MESA – A year has passed since the world saw images of Guadalupe Garcia de Rayos sitting in a locked federal van while her distraught children tried to console her from outside the vehicle. Hoping to stop her deportation to Mexico, protesters surrounded the van in the parking lot of the Immigration and Customs Enforcement office in Phoenix.
The deportation of Garcia de Rayos became a flashpoint in the immigration debate.
The days since have been a struggle for her 17-year-old son, Angel Rayos.
“For me, the past year has been such a blur,” he said. “Seems like just yesterday when everything happened. I can’t even describe my feelings. I just feel really empty inside. My mom was my everything, so it’s like half of my heart is missing.”

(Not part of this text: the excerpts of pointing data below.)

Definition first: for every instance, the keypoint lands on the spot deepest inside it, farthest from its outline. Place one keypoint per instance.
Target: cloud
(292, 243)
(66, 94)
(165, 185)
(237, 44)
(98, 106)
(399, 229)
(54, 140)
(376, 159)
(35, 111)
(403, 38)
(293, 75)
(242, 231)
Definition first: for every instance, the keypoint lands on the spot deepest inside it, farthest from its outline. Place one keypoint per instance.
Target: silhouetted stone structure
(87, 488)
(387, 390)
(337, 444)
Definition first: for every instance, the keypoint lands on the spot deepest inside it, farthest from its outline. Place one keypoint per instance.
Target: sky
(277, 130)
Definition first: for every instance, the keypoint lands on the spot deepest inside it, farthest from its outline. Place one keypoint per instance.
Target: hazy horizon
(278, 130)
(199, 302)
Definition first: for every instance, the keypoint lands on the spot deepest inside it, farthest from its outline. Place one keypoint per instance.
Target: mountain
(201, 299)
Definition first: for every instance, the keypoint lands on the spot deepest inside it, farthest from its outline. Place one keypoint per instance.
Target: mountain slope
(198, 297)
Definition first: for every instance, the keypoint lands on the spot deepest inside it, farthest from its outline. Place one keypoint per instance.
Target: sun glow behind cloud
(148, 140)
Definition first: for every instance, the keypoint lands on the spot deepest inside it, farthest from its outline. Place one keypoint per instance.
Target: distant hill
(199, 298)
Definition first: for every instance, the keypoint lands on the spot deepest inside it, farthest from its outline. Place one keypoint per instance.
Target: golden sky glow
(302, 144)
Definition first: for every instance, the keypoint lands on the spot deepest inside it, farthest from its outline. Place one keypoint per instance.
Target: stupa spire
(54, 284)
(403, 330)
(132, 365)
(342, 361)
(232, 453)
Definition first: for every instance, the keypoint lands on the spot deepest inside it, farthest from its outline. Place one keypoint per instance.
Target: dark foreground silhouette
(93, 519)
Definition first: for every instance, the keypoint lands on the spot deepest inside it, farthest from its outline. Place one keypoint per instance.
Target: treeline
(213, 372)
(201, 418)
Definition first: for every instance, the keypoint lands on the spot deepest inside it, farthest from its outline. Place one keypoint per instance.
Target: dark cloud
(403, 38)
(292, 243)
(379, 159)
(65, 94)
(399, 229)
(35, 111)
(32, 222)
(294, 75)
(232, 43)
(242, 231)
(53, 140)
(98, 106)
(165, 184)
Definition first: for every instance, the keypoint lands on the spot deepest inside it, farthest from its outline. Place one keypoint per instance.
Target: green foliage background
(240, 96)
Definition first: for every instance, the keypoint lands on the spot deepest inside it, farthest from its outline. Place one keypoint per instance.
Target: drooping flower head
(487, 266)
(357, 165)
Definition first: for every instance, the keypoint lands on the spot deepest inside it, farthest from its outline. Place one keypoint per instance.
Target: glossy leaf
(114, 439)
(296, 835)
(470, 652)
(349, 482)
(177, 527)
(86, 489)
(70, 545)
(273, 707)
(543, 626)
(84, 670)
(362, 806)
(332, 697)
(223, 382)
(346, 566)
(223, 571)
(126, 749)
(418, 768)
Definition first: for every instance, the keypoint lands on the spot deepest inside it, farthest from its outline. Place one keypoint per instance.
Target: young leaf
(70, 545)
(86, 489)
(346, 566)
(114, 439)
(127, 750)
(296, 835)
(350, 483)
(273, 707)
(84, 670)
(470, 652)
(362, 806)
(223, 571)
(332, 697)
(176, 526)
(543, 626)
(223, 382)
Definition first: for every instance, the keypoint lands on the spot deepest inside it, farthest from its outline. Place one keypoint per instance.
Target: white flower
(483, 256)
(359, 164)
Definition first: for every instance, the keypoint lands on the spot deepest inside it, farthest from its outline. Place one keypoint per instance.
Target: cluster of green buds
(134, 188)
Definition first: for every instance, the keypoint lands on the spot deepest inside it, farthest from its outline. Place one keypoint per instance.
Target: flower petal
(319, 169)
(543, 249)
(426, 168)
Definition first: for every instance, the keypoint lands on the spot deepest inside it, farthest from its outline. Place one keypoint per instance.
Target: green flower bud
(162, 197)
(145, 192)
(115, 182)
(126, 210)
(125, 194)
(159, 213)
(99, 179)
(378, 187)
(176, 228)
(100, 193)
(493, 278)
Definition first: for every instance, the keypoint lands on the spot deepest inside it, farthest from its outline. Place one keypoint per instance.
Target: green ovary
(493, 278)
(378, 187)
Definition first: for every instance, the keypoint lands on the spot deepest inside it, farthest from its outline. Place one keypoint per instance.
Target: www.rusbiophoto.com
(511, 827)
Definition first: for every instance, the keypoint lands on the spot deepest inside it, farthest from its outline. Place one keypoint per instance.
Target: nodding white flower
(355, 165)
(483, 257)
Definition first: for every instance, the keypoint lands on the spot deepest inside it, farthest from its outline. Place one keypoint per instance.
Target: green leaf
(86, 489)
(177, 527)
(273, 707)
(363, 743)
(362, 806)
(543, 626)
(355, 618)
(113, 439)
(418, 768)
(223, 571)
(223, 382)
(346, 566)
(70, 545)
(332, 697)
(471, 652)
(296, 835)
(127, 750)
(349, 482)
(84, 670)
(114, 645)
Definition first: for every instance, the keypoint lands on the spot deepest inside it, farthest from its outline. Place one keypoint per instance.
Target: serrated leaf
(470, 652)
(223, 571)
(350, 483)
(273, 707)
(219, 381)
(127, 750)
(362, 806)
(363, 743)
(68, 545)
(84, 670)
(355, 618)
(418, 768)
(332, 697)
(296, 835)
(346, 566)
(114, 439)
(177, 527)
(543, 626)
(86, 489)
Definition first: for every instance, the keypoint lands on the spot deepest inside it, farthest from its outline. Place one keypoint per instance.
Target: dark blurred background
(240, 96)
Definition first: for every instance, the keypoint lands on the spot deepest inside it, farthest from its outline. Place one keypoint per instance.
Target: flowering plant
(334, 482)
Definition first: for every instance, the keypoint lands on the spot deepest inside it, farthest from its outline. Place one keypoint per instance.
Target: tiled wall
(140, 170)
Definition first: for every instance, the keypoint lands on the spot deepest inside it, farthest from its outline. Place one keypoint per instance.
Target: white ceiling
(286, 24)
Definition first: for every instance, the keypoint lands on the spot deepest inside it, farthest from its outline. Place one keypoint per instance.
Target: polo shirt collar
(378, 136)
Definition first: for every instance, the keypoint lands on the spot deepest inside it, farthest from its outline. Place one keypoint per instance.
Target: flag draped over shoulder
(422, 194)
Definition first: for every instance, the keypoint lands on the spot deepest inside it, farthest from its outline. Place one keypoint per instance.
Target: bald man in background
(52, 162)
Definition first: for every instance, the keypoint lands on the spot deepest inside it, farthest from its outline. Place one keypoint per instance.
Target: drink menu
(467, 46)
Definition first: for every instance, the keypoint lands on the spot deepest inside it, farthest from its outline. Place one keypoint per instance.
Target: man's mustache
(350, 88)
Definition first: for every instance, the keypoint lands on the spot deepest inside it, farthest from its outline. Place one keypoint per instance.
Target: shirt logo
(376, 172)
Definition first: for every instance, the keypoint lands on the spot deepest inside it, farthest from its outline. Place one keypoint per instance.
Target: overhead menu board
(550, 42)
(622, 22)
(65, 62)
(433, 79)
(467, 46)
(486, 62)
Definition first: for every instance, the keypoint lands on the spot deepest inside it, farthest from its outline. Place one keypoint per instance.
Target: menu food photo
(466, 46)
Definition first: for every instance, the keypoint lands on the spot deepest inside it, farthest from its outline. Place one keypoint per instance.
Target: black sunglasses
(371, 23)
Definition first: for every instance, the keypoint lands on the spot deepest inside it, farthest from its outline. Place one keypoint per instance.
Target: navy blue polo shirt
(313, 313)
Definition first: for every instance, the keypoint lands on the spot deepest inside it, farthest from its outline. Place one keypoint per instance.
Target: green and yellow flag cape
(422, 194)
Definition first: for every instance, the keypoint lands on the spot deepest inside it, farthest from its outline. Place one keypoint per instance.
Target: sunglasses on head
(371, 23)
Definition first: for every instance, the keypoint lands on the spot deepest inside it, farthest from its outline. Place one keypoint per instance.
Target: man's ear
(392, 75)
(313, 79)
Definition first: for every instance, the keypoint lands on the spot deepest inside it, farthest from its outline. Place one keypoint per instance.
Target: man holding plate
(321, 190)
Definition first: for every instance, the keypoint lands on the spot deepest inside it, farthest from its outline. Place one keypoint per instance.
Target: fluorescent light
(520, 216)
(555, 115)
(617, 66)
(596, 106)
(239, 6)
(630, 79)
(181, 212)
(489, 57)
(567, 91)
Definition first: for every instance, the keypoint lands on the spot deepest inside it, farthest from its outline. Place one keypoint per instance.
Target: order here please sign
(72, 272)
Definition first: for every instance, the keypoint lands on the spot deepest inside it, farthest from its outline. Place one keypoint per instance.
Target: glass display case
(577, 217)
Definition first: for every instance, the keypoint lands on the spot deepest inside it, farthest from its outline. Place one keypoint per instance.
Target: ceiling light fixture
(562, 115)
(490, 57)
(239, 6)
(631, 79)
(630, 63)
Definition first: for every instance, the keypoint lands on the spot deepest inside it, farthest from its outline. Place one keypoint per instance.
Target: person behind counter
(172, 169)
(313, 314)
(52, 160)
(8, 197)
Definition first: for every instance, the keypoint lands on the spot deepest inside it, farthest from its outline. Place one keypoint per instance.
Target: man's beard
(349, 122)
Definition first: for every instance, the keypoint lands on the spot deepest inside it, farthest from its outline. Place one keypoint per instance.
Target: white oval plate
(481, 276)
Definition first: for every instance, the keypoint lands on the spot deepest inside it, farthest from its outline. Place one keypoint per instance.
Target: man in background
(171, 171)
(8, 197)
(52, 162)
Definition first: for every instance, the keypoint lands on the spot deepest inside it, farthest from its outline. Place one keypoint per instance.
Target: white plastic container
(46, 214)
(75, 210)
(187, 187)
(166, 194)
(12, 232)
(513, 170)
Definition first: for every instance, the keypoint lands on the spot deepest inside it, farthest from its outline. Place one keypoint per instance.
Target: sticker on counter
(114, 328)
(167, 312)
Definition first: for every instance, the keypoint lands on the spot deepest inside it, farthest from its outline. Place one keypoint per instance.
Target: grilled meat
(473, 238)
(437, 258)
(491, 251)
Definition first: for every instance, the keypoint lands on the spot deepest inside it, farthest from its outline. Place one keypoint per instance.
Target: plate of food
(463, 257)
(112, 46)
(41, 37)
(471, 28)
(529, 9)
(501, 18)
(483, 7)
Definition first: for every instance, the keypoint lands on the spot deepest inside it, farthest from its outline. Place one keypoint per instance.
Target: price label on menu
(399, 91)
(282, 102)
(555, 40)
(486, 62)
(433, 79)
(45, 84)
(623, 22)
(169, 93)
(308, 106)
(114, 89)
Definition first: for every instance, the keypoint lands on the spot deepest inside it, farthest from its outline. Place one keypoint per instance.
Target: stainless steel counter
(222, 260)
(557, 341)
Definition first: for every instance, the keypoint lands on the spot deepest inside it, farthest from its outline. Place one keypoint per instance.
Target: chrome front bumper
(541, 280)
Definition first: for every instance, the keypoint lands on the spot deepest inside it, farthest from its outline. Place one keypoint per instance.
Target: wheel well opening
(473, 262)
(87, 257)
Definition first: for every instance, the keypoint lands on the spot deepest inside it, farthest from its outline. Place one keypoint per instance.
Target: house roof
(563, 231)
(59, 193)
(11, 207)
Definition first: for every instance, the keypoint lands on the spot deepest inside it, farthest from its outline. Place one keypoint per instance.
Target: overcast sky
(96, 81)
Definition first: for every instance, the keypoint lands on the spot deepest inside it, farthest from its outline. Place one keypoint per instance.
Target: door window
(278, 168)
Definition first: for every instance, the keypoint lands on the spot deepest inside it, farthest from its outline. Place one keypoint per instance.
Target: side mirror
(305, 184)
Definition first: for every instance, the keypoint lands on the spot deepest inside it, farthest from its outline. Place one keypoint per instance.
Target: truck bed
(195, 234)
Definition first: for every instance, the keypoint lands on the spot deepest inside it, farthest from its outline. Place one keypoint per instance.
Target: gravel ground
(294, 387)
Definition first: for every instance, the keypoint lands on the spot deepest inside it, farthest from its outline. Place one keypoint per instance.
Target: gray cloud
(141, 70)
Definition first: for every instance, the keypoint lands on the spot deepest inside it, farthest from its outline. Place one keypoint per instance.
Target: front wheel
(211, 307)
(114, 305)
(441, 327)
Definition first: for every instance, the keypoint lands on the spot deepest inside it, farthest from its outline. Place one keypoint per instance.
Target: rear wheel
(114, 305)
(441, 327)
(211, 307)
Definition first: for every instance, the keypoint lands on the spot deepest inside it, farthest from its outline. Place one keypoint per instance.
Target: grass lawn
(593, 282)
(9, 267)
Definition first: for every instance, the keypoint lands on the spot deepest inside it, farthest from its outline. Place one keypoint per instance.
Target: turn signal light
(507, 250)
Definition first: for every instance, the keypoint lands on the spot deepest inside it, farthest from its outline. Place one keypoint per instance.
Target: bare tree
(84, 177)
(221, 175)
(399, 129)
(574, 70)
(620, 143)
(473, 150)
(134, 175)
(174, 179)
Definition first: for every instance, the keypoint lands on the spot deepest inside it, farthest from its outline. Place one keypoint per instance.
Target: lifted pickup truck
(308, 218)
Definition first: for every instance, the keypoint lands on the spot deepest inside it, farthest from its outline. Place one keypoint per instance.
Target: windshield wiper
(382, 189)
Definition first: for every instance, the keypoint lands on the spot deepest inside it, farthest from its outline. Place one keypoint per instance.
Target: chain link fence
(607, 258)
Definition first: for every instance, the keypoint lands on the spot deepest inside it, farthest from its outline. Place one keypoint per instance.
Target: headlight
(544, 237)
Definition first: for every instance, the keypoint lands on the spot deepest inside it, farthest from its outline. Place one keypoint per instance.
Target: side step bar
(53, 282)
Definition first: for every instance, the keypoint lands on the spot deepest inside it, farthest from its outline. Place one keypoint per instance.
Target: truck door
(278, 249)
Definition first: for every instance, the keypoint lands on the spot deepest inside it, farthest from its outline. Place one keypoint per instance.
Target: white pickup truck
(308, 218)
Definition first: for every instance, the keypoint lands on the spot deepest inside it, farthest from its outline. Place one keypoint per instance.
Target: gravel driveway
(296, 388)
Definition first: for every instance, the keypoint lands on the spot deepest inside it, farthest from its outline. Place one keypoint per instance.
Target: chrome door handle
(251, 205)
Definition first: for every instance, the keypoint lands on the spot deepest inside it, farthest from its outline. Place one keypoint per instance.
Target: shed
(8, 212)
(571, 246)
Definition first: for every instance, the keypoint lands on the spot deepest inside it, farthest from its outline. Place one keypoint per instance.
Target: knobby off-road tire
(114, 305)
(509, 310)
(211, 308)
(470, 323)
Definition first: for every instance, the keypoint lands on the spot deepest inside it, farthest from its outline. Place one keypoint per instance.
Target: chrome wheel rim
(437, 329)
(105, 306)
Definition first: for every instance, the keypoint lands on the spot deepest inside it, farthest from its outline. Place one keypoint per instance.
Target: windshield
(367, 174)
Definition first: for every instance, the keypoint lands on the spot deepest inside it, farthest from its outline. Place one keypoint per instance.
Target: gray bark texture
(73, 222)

Garcia de Rayos is now struggling to start a new life more than 1,400 miles away in her hometown of Acámbaro, Guanajuato, Mexico. The mother of two is battling depression and is struggling financially while living in her elderly parents’ home, along with 10 other family members.
With the help of the Mexican government, she was able to open up a small tortilla shop, but she makes less money in an entire day than what she earned working one hour as a custodian at Golfland Sunsplash in Mesa.
At the end of a full day’s work, all she looks forward to is a nightly video call with her children and husband. It has become their main form of communication since she was deported.
Her daughter, Jacqueline Rayos, 15, said she feels alone.
“It’s been pretty tough on me,” she said. “I was so used to coming to my mom, not just for needing to talk to her, but just to hang out with her. I would always go lay down next to her on her bed, and now I can’t do that cause she’s not here.”
The family said it’s the little things they miss about Garcia de Rayos. Her husband, who asked not to be identified by name, described every moment from the time he wakes up until he goes to bed as a living nightmare.
“Everything is different,” he said. “You don’t smell the house with the good food. I mean, I cook, but not as good as her. Her presence … her talking to us, yelling at us, listening to music. There is a void. There’s some emptiness in the house.”
He hasn’t seen his wife since the day she was deported and has kept the household running without her income. He called her deportation an attack on undocumented families.
Garcia de Rayos, who came to the U.S. as a teenager, routinely checked in with ICE every year. Under President Trump and his crackdown on undocumented immigration, her husband said, she was afraid to check in February of last year but did so anyway.
That was her last day in the United States.
She had been arrested in 2008 during an immigration raid by the Maricopa County Sheriff’s Office. Garcia de Rayos was convicted of a felony for using someone else’s Social Security number, which the family said she did in order to get a job at Golfland Sunsplash. That was her only wrongdoing, her husband said, arguing that the government “makes it impossible to get a work permit, get a residency, or become a citizen.”
The family has hired Phoenix immigration lawyer Ray Ybarra Maldonado to represent Guadalupe’s case. Ybarra is trying to get her case reopened and have the conviction thrown out, on grounds that then-Sheriff Joe Arpaio’s immigration raids at workplaces were deemed unconstitutional. The family now is waiting to hear the government’s decision on her case on March 5.
Meanwhile in Mesa, the family said they are trying to get through each day by hanging onto their hope and Christian faith.
Religious images hang on the walls of their home. On one, the Virgin of Guadalupe is on display. On another, a picture of Jesus Christ, with lights twinkling all around it. Then there’s Garcia de Rayos on her wedding day. Pictures of her can be found all around, but this home feels empty.
“I’m glad that my family raised me more on the religious side,” Angel said. “I believe that has helped me a lot.”